The results suggest that the prophylactic drug of lettucein B can increase the exercise performance of depressed mice.

6.4 Results of forced swimming experiment: as shown in Table 8

Table 8 The effect of prophylactic medication of Lactucoside B on the results of forced swimming test in depressed mice

group Dose (μg/10g) Immobility time (s) Swimming time (s) normal control group - 119.87±6.43 171.20±9.35 model group - 186.01±4.70 ^* 96.22±7.05 ^** Lactucoside B prophylaxis group 25 126.14±10.68 ^△ 164.99±11.37 ^△△

Note: ^* P<0.05 compared with the normal control group, ^△△ P<0.01 compared with the model group

The results in Table 8 show that compared with the normal control group, the swimming immobility time of the mice in the model group was prolonged and the swimming time was shortened, P<0.05; the lettucoside B preventive drug group could shorten the swimming immobility time of the mice and prolong the swimming time of the mice. time.

The results suggest that preventive medication of Lactucoside B can prolong the swimming time and shorten the immobility time of depressed mice.

Experimental summary of experimental examples 1 and 2:

According to the experimental results of Example 1, it is suggested that Lactucoside B can increase the body weight of depressed mice, increase its exercise performance, prolong its swimming time, and improve its preference for sucrose water.

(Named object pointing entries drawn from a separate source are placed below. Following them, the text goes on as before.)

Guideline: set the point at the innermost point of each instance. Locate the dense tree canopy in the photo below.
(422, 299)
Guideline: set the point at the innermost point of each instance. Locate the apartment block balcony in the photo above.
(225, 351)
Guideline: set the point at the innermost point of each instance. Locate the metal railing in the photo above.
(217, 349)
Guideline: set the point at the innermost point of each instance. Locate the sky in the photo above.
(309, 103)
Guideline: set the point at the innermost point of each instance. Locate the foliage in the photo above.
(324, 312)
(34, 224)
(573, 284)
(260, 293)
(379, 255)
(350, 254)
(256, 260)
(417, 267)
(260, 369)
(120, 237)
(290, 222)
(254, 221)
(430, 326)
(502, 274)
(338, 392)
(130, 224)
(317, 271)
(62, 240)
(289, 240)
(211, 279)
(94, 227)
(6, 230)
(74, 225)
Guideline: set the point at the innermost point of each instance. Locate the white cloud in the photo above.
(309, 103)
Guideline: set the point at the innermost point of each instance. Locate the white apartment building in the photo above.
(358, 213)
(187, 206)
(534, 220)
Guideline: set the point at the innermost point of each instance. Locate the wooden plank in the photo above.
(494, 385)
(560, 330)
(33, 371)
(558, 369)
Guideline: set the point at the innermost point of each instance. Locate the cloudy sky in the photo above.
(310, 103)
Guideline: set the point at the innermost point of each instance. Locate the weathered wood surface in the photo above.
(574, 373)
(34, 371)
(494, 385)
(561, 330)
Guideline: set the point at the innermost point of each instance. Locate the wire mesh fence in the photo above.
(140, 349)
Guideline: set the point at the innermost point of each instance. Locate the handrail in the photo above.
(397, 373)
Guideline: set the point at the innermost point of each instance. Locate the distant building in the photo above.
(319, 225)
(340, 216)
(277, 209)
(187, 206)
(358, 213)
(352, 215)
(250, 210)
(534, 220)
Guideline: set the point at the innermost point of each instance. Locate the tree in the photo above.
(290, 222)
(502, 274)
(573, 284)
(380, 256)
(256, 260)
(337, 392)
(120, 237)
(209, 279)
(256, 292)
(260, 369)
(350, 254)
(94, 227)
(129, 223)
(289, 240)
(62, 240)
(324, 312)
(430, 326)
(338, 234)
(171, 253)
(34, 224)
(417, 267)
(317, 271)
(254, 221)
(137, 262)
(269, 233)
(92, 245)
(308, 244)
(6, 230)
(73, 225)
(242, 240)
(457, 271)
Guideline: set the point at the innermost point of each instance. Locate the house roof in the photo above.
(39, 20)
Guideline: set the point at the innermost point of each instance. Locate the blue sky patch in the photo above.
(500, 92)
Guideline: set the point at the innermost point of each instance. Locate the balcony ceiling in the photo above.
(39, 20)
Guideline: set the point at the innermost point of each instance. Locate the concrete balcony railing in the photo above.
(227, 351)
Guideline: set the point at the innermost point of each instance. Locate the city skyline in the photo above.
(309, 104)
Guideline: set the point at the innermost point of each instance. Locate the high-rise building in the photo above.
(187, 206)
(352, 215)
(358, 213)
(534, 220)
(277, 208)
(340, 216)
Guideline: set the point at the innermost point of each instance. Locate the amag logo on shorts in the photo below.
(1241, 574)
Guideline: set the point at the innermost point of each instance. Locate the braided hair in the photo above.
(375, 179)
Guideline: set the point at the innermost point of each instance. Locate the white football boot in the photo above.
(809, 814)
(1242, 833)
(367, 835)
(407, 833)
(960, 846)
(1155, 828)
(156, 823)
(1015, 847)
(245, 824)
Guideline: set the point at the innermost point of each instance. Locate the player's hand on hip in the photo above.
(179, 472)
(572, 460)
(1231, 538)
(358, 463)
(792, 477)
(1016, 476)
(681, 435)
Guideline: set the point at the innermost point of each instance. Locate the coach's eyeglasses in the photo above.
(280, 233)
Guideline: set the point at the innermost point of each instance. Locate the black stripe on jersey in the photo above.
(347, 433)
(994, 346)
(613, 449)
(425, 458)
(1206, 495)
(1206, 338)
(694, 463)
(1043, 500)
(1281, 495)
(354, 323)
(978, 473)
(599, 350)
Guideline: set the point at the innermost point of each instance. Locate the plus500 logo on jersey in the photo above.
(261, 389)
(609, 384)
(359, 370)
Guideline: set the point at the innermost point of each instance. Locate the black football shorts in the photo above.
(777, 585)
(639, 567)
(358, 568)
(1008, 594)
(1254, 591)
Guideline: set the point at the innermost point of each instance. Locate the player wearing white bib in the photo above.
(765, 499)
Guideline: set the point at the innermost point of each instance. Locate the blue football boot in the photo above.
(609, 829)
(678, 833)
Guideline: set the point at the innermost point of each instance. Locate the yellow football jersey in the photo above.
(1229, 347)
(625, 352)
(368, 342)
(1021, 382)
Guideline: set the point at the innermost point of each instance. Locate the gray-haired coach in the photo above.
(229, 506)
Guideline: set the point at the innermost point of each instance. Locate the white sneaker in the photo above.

The above effects all show a dose-dependent relationship, and its The effect is equivalent to that of fluoxetine, an antidepressant commonly used in clinical practice, suggesting that lettucoside B has a therapeutic effect on depression;

According to the experimental results of Example 2, it is suggested that the preventive use of Lactucoside B can significantly reduce the mortality rate of depression mice, increase its body weight and exercise performance, and prolong the swimming time of animals, suggesting that Lactucoside B has a better preventive effect on depression. .

The above results and conclusions were drawn on the basis of using various mild stimuli to induce depression in mice. In view of this, Lactucoside B has obvious preventive and therapeutic effects on mental depression induced by various reasons. Depression induced by other reasons cannot be judged temporarily due to limitations of technical means, but according to the current experimental results, the effect of Lactucoside B on animal activities suggests that it also has a certain preventive effect on depression induced by other reasons .

Although, the present invention has been described in detail with general description, specific implementation and test above, but on the basis of the present invention, some modifications or improvements can be made to it, which will be obvious to those skilled in the art . Therefore, the modifications or improvements made on the basis of not departing from the spirit of the present invention all belong to the protection scope of the present invention.

Claims (6)

1. Application of Lactucoside B in the preparation of medicaments for preventing and treating depression. 2. The application according to claim 1, characterized in that, the medicine is a preparation containing Lactucoside B. 3. The application according to claim 2, characterized in that the preparation is made from raptoside B alone or from raptoside B and a pharmaceutically acceptable carrier. 4. The application according to claim 3, wherein the preparation is tablet, capsule, pill, oral liquid, granule or injection. 5. The application according to claim 3, wherein the pharmaceutically acceptable carrier refers to a conventional drug carrier in the field of pharmacy, selected from fillers, binders, disintegrants, lubricants, solubilizers , suspending agent, wetting agent, pigment, essence, solvent, surfactant or flavoring agent or one or more of them. 6. The application according to any one of claims 1-5, characterized in that the proposed clinical dosage of Lactucoside B is: 100-400 mg/d.